Summit seen as constructive engagement
A US official has described last month's summit between Chinese President Xi Jinping and his US counterpart Joe Biden as "a very constructive engagement".
Michael Pyle, the US deputy national security adviser for international economics, said on Tuesday that their meeting in Bali, Indonesia, "put a floor under the US-China bilateral relationship".
He was speaking at an event titled "Assessing the 2022 G20 summit: The sherpa perspective on Bali outcomes", hosted by the Center for Strategic& International Studies, or CSIS, and the Official Monetary and Financial Institutions Forum.
"There were objectives around finding a path forward constructively that were also achieved," Pyle said of the presidents' meeting, which took place during the G20 Summit.
Pyle worked as a sherpa for the US for the 17th G20. In Bali, leaders from the largest economies convened to discuss pressing global community issues. They signed a joint declaration, including new commitments on global health architecture, digital economy transformation and energy transition.
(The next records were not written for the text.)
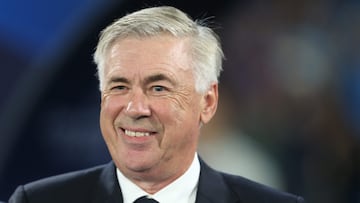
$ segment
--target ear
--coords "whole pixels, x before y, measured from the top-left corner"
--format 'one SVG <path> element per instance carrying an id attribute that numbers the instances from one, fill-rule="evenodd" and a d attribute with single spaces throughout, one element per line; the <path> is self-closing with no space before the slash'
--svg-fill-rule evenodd
<path id="1" fill-rule="evenodd" d="M 218 84 L 214 83 L 201 98 L 200 120 L 208 123 L 214 116 L 218 105 Z"/>

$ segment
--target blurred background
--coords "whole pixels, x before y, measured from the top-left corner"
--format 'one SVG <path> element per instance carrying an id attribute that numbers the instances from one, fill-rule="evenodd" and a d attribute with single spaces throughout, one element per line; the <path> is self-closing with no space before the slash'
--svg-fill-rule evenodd
<path id="1" fill-rule="evenodd" d="M 172 5 L 210 18 L 226 55 L 200 155 L 302 195 L 360 203 L 360 1 L 0 0 L 0 200 L 107 163 L 92 53 L 115 18 Z"/>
Pyle said that putting the groundwork in place for future US-China relations was one of the key goals at the summit.
Renewed effort
"One, opening up a renewed effort on some shared challenges, in particular reopening engagements on the climate issues that obviously confront all of us globally and for which the US and China are key players, but also at the level of opening up further engagement, including in-person engagements," he said.
Pyle said that the US announced that Secretary of State Antony Blinken would visit China in the new year. He expects that communications between the US and China will be "more robust" in 2023.
Some in-person talks between US and Chinese senior officials in finance, trade, climate change and defense have occurred since the two leaders' meeting in Bali.
At the Washington event on Tuesday, Matthew Goodman, the senior vice-president of the CSIS economics program, said the presidents' meeting was a "useful bilateral summit", adding that the G20 is "an essential forum".
"If it didn't exist, we'd need to create it because it does help to set a global agenda for these difficult challenges. At its best, it addresses crises and real problems in the global commons, and it builds habits of cooperation among leaders who don't have many opportunities to meet at G20," he said.